There’s still a lot to learn from Arno Mayer and Gabriel Kolko
Arno Mayer is one of the more important historians in modern times. His works have influenced more than one generation of historians, particularly those of us on the Left. His work is varied, and always incisive and often brilliant, and one of his overriding themes, and the title of one of his earlier classics, is “the persistence of the old regime.”
His work that his influenced me the most was Politics and Diplomacy of Peacemaking: Containment and Counterrevolution at Versailles, 1918-1919. It’s on a pretty short list of history books that shook up the way I looked at the past and the world in general. In it, he established the framework that the Great War had created a conflict between the “forces of order” against the “forces of movement.” It’s a formula I’ve used ever since. As the war became increasingly bloody, with no end in sight, the Left–the unions, Labor parties, Socialists–the forces of movement, began to organize and demand an end to the fighting and a recasting of society in the home countries. In 1917, the Bolshevik Revolution became a real-time example of that. The old regime, the forces of order, recoiled at the Left’s organization and power and especially loathed the Bolsheviks.
And so, while the Great War raged, there was a concurrent political struggle in western Europe. To cut to the chase, despite some gains by the Left, the forces of order were able to reestablish their political-economic hegemony and stave off socialism in Europe, and part of their strategy did include making some reforms that the Left sought but that did not change the fulcrum of power in the existing systems. To use another historian’s idea, Bourgeois Europe was “recast” into a more modern state, but did not adopt the type of liberal capitalism that the United States was developing…..yet.
Though he didn’t use the same terms, Gabriel Kolko showed much the same in his work on the early Cold War. In The Politics of War, and even more in The Limits of Power: The World and United States Foreign Policy, 1945-1954, written along with his wife Joyce Kolko, a couple books to also shake anyone reading them up, he showed a political economic terrain much like the one Mayer depicted. The Left led much of the resistance to fascism throughout Europe, and its partisans were nationally recognized leaders, openly identifying as Communists and Socialists. When the war ended, the credibility and political power of the Left resistance was a grave threat to American interests.
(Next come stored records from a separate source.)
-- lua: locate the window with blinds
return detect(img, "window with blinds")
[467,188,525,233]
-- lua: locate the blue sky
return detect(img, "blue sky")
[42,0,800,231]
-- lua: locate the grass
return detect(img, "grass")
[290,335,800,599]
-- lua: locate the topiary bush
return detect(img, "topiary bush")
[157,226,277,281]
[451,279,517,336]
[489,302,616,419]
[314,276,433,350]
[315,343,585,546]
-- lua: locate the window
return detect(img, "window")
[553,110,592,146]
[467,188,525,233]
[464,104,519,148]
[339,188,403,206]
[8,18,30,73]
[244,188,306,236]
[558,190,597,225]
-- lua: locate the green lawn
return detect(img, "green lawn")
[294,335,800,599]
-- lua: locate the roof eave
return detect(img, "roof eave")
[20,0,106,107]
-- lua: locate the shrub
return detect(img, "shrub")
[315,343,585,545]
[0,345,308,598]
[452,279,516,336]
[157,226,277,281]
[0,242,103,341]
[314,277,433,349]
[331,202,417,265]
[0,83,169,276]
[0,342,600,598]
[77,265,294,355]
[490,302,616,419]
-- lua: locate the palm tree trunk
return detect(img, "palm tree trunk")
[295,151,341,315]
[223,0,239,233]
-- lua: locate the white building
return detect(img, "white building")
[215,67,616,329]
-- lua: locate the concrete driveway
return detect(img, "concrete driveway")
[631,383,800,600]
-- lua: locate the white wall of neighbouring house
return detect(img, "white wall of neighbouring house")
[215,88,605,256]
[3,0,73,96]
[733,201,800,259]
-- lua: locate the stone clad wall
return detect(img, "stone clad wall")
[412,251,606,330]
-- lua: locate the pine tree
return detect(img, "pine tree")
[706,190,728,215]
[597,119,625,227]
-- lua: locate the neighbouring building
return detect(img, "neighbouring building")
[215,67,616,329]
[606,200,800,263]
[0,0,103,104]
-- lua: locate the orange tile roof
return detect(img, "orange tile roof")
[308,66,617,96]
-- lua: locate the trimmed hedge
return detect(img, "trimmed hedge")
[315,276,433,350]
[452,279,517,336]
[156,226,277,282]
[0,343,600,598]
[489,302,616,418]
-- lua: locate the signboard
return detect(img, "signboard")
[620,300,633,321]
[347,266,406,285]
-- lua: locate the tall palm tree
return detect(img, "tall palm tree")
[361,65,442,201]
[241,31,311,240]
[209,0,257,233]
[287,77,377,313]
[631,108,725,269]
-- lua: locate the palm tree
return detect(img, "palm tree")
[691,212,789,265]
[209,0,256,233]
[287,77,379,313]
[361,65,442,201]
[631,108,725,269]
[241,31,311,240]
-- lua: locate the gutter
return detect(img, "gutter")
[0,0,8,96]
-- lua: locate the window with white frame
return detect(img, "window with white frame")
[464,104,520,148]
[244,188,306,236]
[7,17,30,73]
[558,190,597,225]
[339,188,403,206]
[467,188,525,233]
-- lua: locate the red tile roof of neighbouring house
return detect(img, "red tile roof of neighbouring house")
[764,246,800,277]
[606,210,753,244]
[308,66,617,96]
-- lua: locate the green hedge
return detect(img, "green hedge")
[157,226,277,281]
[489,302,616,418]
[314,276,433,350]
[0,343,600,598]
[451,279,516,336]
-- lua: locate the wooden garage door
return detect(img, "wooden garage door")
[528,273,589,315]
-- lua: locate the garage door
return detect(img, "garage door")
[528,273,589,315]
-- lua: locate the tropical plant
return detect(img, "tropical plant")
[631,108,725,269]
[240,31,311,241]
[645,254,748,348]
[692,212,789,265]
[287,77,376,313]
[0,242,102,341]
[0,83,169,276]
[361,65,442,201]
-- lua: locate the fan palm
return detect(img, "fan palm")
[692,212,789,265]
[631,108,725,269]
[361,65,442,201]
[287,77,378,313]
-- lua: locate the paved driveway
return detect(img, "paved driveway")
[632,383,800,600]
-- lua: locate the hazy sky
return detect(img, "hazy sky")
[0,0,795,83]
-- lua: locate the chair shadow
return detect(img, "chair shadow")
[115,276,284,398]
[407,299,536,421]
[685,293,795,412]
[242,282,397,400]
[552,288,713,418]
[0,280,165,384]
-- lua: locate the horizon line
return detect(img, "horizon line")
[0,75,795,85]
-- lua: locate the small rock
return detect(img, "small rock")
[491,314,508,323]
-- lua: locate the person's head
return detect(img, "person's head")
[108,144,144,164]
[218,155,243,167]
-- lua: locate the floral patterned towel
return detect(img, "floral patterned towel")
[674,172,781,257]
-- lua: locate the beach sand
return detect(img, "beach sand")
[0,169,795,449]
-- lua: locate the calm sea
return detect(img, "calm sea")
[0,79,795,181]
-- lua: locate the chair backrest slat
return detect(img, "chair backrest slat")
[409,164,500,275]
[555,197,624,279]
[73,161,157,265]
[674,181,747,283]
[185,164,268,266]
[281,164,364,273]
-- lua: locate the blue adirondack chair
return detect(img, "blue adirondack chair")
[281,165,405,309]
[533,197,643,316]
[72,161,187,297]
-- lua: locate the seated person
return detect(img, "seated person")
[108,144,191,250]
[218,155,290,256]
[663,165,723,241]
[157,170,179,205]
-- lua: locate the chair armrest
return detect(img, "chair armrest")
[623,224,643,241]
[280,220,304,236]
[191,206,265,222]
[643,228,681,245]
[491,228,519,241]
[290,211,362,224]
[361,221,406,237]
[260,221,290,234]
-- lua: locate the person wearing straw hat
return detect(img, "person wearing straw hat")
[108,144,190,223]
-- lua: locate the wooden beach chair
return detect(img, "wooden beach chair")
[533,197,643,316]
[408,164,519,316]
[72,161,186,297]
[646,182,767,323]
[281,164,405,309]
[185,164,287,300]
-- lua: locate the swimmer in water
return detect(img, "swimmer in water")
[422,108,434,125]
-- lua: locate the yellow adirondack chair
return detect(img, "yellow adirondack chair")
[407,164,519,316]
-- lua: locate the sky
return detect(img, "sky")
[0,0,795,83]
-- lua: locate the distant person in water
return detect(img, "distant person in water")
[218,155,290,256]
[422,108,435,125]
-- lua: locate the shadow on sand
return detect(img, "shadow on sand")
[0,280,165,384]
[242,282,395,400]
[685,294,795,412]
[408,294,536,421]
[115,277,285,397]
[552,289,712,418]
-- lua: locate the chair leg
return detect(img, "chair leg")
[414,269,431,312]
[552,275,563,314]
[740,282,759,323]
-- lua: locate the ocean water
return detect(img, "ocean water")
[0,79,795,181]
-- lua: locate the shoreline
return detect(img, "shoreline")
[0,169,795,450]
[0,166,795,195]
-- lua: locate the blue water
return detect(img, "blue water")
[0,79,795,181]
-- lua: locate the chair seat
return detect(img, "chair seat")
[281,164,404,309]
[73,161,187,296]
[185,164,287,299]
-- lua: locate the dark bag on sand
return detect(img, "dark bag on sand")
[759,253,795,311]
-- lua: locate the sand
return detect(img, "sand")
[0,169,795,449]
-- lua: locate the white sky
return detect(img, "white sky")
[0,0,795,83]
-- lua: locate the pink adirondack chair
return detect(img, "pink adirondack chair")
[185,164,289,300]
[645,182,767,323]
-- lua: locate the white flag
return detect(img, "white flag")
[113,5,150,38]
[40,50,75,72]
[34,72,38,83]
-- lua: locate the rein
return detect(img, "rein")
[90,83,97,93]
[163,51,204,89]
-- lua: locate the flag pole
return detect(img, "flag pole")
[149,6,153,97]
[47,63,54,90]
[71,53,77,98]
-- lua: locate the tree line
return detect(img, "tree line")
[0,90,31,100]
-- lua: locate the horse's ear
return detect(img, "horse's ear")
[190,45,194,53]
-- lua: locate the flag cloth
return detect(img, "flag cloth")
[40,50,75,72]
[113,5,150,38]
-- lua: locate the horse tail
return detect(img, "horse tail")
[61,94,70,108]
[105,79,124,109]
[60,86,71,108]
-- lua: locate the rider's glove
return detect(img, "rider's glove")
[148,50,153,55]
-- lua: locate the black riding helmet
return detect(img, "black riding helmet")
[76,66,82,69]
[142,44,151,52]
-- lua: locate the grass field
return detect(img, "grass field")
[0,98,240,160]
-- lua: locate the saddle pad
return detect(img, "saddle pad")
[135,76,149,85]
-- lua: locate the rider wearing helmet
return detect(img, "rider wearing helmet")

In France and Italy, via democratic elections, Socialists and Communists were winning local offices and joining popular front governments. In places like France and Italy, the established governments that had led before the war often took action against partisans in 1945, in some cases jailing or eliminating them.
This outbreak of radical democracy terrified the U.S. ruling class, which dispatched operatives and huge sums of money to Europe to contain the Left there. Diplomatic officials, the CIA, Organized American Labor, the AFL and the “radical” CIO [or the AFL-CIA, as people joked], cultural figures and other “black ops” characters went to various European countries to establish counter-institutions [such as anti-communist trade unions or American-centric cultural cooperatives] to contain the Left. The case of Italy is instructive. In the first postwar elections in 1946, the Left won 39.6 percent of the vote–the Socialists received 20.7 and the Communists received 18.9–to 35 percent for the Christian Democrats, and the most respected political figure was the Communist Palmiro Togliatti. The Americans were firm in their resolve to contain the Italian Left so began an intensified campaign of subversion in Italy. The CIA, the Mafia, and the Vatican joined together (the Vatican funneled tens of millions of dollars to anti-Communist groups), along with American labor representatives who undermined Left unions, to ensure Christian Democrat success. Time Magazine featured the Christian Democrat, Alcide de Gasperi on its cover with a menacing “polpo rosso,” red octopus, symbolizing the Left. In the 1948 elections, the American efforts paid off, with the Christian Democrats gaining 48 percent to the Left’s 31 percent. Again, the forces of order had restrained the forces of movement and remained in charge of the global political world.
The same dynamic was happening inside the U.S. Various groups generally outside the halls of power–organized labor, African Americans, the Left, women–had been forces of movement at home. Blacks and women worked in factories because of the need for ramped-up wartime production; unions negotiated deals with industry for better wages in exchange for no-strike pledges; the left joined in the anti-fascist fight. But once the war ended and those groups wanted to cash in for the efforts–with better wages for workers, genuine civil rights for African Americans who lived in an apartheid system but had helped defeat Nazi tyranny, women who wanted to work rather than simply become part of the Baby Boom–the state and corporate America, the forces of order, reacted. The Taft-Hartley Act, the attack on radical African Americans like Paul Robeson, W.E.B. DuBois and Harry Haywood, McCarthyism in its broadest sense, Hollywood Blacklists, and convincing women to leave the workplace were all part of the political revanchist strategy of the old regime to remain firmly in charge without changing the dynamics of power.